Another man told us that in his prison, “[m]any struggled with their mental health with some self-harming and not having anyone to talk to when in trouble”. He had struggled himself and had needed to deal with his own mental health problems alone, unable to rely on support even when he asked for it.
At the same time, he explained, people had checked in on those in neighbouring cells and he had personally bought extra canteen for others. As he put it:
While I struggled with my own demons it felt right to help others and not look for a reward, this is the first time I have said to anyone what I did because I may have got in trouble, but it was the right thing to do if it helped.
In the outside world, the pandemic initially led to a surge of mutual support and care for others. This response suggests that in some prisons too, people looked out for one another as best as they could despite the difficult circumstances.
A few people – all older – told us that they had not minded the restrictions or had even preferred the relative calm of lockdown. As one put it: “I have felt no pressures from the restricted regime. I am retired and can cope with more isolation.” However, most people had found the pandemic very difficult.

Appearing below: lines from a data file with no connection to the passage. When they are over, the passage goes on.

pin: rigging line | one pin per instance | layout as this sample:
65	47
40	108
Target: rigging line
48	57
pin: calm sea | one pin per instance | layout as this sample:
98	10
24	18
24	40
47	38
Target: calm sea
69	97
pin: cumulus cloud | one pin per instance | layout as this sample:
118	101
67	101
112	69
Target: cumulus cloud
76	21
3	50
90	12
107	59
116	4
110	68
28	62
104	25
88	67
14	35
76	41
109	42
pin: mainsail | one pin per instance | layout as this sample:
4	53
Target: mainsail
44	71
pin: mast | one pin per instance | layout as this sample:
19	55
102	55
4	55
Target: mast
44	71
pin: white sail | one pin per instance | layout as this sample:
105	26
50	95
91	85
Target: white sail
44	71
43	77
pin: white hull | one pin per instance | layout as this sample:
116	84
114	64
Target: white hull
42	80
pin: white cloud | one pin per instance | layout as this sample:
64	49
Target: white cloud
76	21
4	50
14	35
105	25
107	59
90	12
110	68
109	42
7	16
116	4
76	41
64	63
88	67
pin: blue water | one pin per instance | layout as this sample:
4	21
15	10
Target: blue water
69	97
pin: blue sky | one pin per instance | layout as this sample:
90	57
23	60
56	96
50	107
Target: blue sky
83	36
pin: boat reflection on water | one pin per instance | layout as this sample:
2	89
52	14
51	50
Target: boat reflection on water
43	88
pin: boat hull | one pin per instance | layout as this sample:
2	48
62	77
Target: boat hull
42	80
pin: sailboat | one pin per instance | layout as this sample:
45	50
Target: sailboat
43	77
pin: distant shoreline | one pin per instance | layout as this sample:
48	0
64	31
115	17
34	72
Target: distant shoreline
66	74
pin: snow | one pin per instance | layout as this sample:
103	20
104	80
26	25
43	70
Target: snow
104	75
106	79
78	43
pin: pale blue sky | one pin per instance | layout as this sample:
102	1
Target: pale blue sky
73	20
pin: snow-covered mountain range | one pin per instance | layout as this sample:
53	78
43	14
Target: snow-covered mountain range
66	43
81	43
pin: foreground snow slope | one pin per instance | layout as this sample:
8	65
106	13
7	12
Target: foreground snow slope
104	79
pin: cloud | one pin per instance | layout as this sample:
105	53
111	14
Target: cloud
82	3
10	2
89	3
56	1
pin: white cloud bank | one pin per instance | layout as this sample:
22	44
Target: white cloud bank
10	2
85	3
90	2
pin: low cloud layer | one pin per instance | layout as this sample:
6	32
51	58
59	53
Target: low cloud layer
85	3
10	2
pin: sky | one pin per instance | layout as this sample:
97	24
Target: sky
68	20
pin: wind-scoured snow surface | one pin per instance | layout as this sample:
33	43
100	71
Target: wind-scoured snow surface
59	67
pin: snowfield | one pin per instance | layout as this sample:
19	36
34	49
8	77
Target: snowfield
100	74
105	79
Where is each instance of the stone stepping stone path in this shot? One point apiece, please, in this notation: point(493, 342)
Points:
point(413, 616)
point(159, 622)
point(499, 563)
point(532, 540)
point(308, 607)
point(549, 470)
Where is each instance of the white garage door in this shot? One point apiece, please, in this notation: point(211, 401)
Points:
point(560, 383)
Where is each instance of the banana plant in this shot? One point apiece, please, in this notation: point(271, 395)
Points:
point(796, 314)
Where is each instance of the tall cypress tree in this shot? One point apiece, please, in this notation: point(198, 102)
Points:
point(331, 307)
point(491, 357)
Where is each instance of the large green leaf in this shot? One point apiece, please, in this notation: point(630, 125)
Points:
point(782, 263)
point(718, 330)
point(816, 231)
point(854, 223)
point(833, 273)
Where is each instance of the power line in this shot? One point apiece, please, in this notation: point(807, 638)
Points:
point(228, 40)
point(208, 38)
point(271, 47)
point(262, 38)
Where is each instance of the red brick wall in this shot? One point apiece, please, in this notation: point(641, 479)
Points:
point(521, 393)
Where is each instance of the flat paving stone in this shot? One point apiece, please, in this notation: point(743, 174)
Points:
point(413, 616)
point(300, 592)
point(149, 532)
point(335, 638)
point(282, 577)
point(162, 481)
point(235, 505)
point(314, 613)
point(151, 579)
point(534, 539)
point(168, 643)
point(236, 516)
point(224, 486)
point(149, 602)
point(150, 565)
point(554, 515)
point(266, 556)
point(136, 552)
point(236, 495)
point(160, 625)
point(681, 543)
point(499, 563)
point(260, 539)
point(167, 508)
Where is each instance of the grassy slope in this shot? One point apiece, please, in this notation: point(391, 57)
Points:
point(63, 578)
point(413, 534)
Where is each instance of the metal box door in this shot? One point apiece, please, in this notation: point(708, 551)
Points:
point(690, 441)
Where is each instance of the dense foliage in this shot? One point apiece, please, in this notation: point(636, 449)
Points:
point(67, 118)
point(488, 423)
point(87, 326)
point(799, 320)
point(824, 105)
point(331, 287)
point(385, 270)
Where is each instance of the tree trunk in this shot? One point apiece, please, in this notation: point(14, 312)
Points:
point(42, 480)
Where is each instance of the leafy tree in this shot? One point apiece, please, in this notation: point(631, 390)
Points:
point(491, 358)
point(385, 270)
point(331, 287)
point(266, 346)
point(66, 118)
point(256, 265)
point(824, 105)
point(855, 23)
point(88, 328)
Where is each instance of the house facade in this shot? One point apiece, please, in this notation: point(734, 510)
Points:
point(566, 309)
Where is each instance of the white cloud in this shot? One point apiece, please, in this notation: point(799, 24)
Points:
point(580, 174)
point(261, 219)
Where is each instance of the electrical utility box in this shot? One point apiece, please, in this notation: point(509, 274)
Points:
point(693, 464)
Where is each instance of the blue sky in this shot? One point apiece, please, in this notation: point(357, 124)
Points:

Several people described how they, or others in their prison, had coped with the loss of social contact and meaningful activity. One man described prison as “a living nightmare” and explained that keeping himself busy was a crucial part of staying well. Lockdown had made this much harder, though not impossible:
Pre-lockdown I used to be out of my cell all day doing a wide variety of purposeful and leisure activities; [Therapeutic Communities] therapy, IT tutor, Shannon Trust mentor, prison band guitarist, prison choir member, Christian Fellowship groups and services, gym, football, weekly family visits, etc, etc – ALL *STOPPED*
Even my cataracts eye surgery was cancelled so I had the worry of steadily going blind with no end in sight (pardon the pun). In and out of prison I’ve always been a very sociable + busy person, so suddenly having nothing to do and serious isolation and worry for family + society to cope with, it was a real test of character. I’m pleased to say I’ve coped very well over the past 2 years, staying positive, physically + mentally well, and keeping myself busy.
Not everyone managed to cope so well. As the responses quoted in the previous section show, many people struggled with mental ill-health. Two men explained that in their prisons, people had tried to escape the monotony of lockdown by using drugs, alcohol, prescription drugs or psychoactive substances. The relationship between lockdown and substance abuse was also described in a recent Independent Monitoring Board report. One member told us that during the restricted regimes:
Mental health was punished & physical health was a joke … Prisoners were buying medication & swapping & mixing pills to get them through the day, a lot of debt has accrued.
The government has committed to tackling substance misuse, drug debts, and the violence which can be caused by debt in prison. But as the Howard League has previously warned, people will be drawn to substances as a means of escape if there is no alternative. The problem cannot be solved solely by an increase in gate security and drug recovery wings. Instead, Her Majesty’s Prison and Probation Service must move towards meaningful regimes with far more time out of cell.
As prisons ease restrictions, the mental health impact of long-term confinement must also be recognised and addressed through accessible support. There needs to be recognition that a return to regime and spending time with other prisoners and staff will be challenging for many people, as the member who now finds herself struggling with anxiety around groups explained.
Unless prisoners and staff are properly supported in the return to regime, there is a real danger that, far from ending, the mental health crisis caused by the pandemic will have just begun.